Tra le ultime novità in questo senso, l’Università di Milano-Bicocca ha sviluppato un nuovo materiale, gli emitting porous aromatic frameworks (ePAF), nanoparticelle porose fluorescenti che permettono di migliorare l’efficienza di raccolta della luce delle celle solari sfruttando una porzione più ampia dello spettro solare. «In pratica, le nanoparticelle catturano i fotoni sprecati e li convertono in fotoni ad alta energia che vengono poi facilmente assorbiti dai dispositivi» ha spiegato il prof. Angelo Monguzzi, che ha guidato la ricerca.

Un team dell’Università della California a Los Angeles (UCLA), invece ha messo a punto un polimero sintetico dotato di fototropismo, ovvero la risposta mediante accrescimento per distensione cellulare ad uno stimolo di luce indirizzata. Le particelle, chiamate SunBot, sfruttando la capacitàdi spostarsi e regolarsi in base all’angolazione luminosa per catturare la luce solare indiretta.
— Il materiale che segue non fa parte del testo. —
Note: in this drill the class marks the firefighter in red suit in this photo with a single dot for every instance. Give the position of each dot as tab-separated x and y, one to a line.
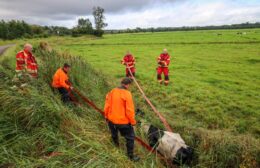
26	64
129	61
163	62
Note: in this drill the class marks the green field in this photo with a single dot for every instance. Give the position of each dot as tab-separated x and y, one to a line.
214	86
213	99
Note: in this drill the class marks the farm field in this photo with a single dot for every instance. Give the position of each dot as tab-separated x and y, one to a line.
214	86
213	98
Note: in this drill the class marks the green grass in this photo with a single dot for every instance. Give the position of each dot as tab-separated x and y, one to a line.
212	100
Questo è possibile grazie dalla configurazione del dispositivo, che si compone di un gambo dal diametro di circa 1 millimetro, realizzato in polimetro infuso con un nanomateriale, che assorbe la luce e la converte in calore, mentre il polimero si restringe in risposta all’aumento delle temperature.
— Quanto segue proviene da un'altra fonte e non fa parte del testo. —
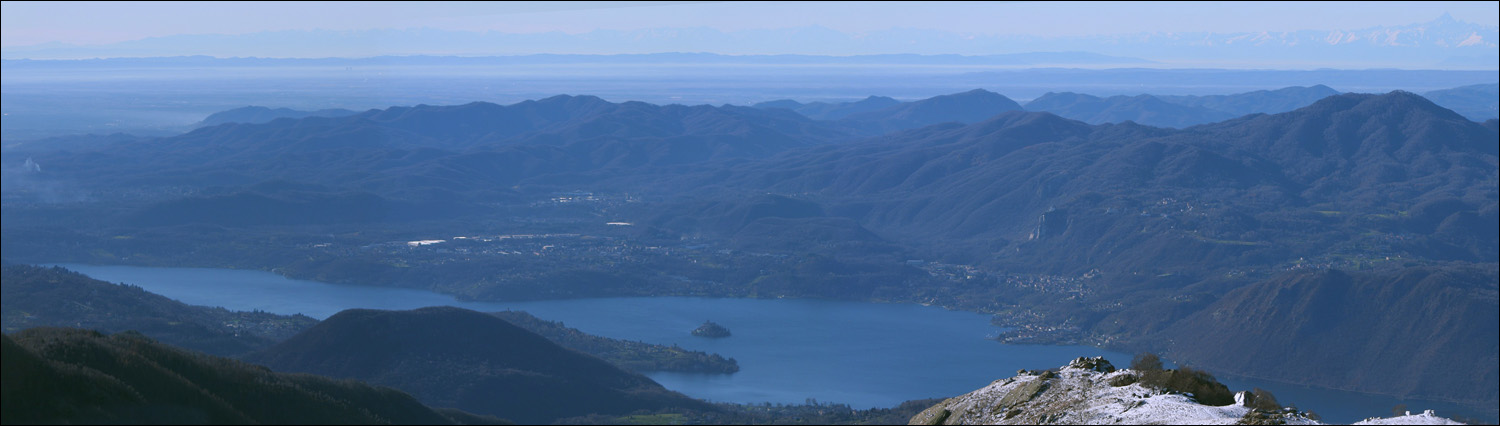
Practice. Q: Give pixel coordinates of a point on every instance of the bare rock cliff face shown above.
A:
(1092, 392)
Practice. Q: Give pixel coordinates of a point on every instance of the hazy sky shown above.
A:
(87, 23)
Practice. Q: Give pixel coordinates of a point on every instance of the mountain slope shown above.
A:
(831, 111)
(1400, 332)
(1257, 102)
(468, 360)
(261, 114)
(1478, 102)
(1092, 392)
(68, 375)
(57, 297)
(966, 107)
(1145, 108)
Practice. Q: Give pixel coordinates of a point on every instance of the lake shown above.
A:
(789, 351)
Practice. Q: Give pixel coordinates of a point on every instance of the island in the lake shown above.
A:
(710, 329)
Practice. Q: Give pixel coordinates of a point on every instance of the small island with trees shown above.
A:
(710, 329)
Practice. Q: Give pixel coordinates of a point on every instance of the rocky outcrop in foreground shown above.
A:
(1092, 392)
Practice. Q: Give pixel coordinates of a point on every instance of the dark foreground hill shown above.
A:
(57, 297)
(468, 360)
(1409, 332)
(69, 375)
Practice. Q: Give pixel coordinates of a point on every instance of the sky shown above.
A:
(98, 23)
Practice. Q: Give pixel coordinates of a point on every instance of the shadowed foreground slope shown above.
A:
(69, 375)
(468, 360)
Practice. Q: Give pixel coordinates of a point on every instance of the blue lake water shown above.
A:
(864, 354)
Un team di ricercatori sino-svedesi ha percorso una via differente per sfruttare la luce indiretta, nello specifico quella interna ambientale degli edifici: nuove celle solari organiche con uno strato costituito da una miscela di materiali donatori e accettanti, che dà notevole flessibilità nel mettere a punto le celle solari in modo che siano ottimizzate per gestire esattamente la lunghezza d’onda della luce. Flessibili, economiche da produrre e adatte alla produzione tramite grandi stampanti, queste nuove celle producono poca energia ma dovrebbero essere comunque in grado di alimentare i dispositivi IoT che presto saranno comuni nelle nostre abitazioni.
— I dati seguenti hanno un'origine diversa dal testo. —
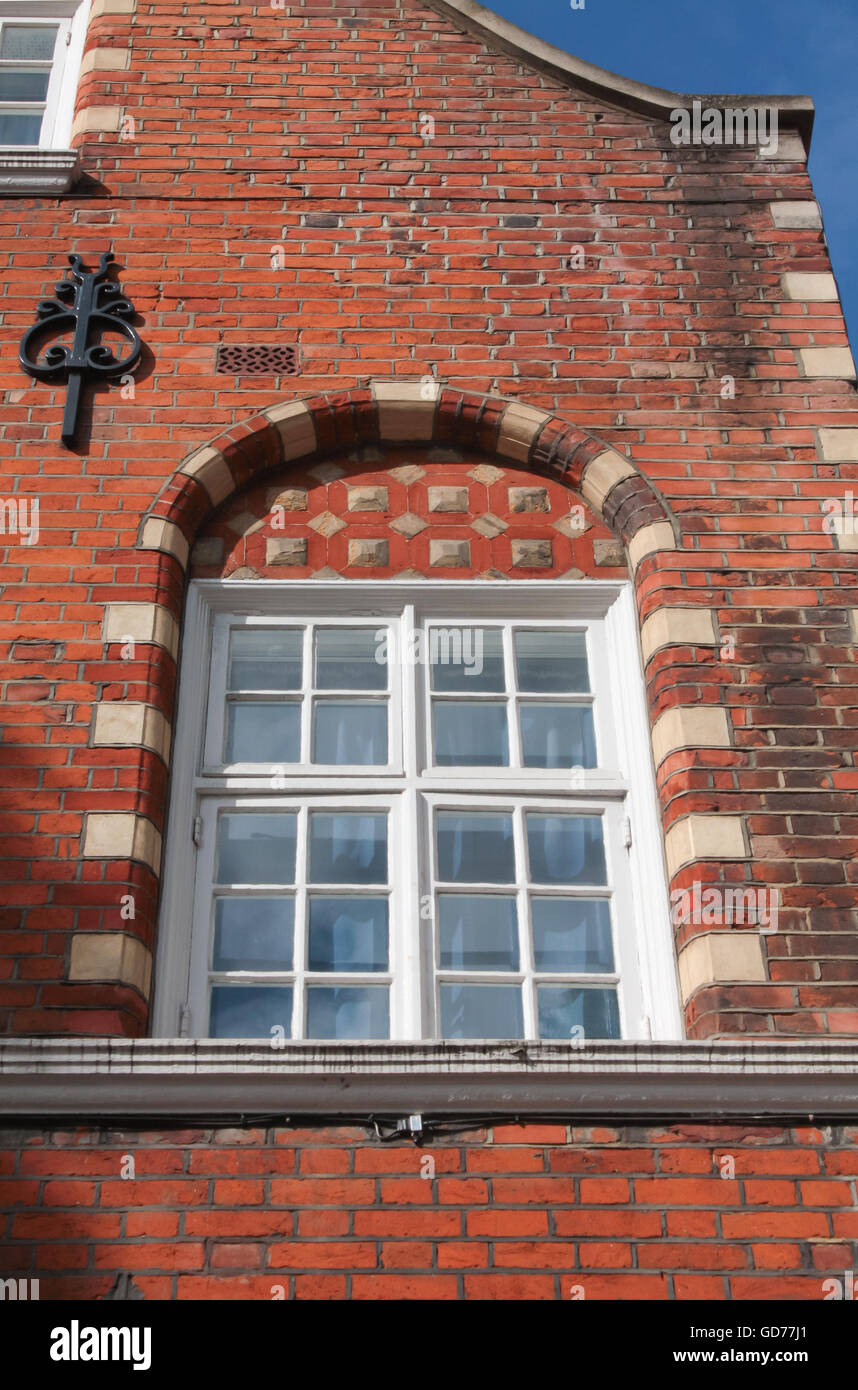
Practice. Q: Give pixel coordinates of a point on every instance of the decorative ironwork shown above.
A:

Volgendo lo sguardo dal microscopio al cielo, il prototipo di un generatore di energia solare miniaturizzato sviluppato in Israele sarà inviato dalla NASA alla Stazione Spaziale Internazionale (ISS) nel suo primo lancio del 2020. Si tratta di un concentratore solare compatto, a bassa massa, in vetro stampato, legato ad un’integrazione monolitica di celle solari su microscala stampate a trasferimento. Il prototipo si distingue per la sua tolleranza ottica, che compensa gli errori di puntamento verso il Sole, le vibrazioni strutturali e la distorsione termica, fornendo al contempo una potenza specifica senza precedenti.

Infine, una novità accolta dei media con un certo clamore è stato l’annuncio di Heliogen, startup californiana finanziata da Bill Gates, che tramite il solare a concentrazione ha raggiunto temperatura superiore ai 1000°C, aprendo alla possibilità di sfruttare il sistema come fonte di calore al posto dei combustibili fossili nell’industria pesante, con un evidente vantaggio in termini di riduzione delle emissioni climalteranti.

EF Solare Italia crede fermamente nell’importanza dell’innovazione e si pone come volano per lo sviluppo tecnologico e la crescita del settore fotovoltaico italiano, a partire dallo sviluppo dello storage elettrochimico utility-scale, che come conferma un recente studio commissionato ad Elemens è una tecnologia indispensabile per raggiungere gli obiettivi di generazione da fonte solare previsti per il prossimo decennio.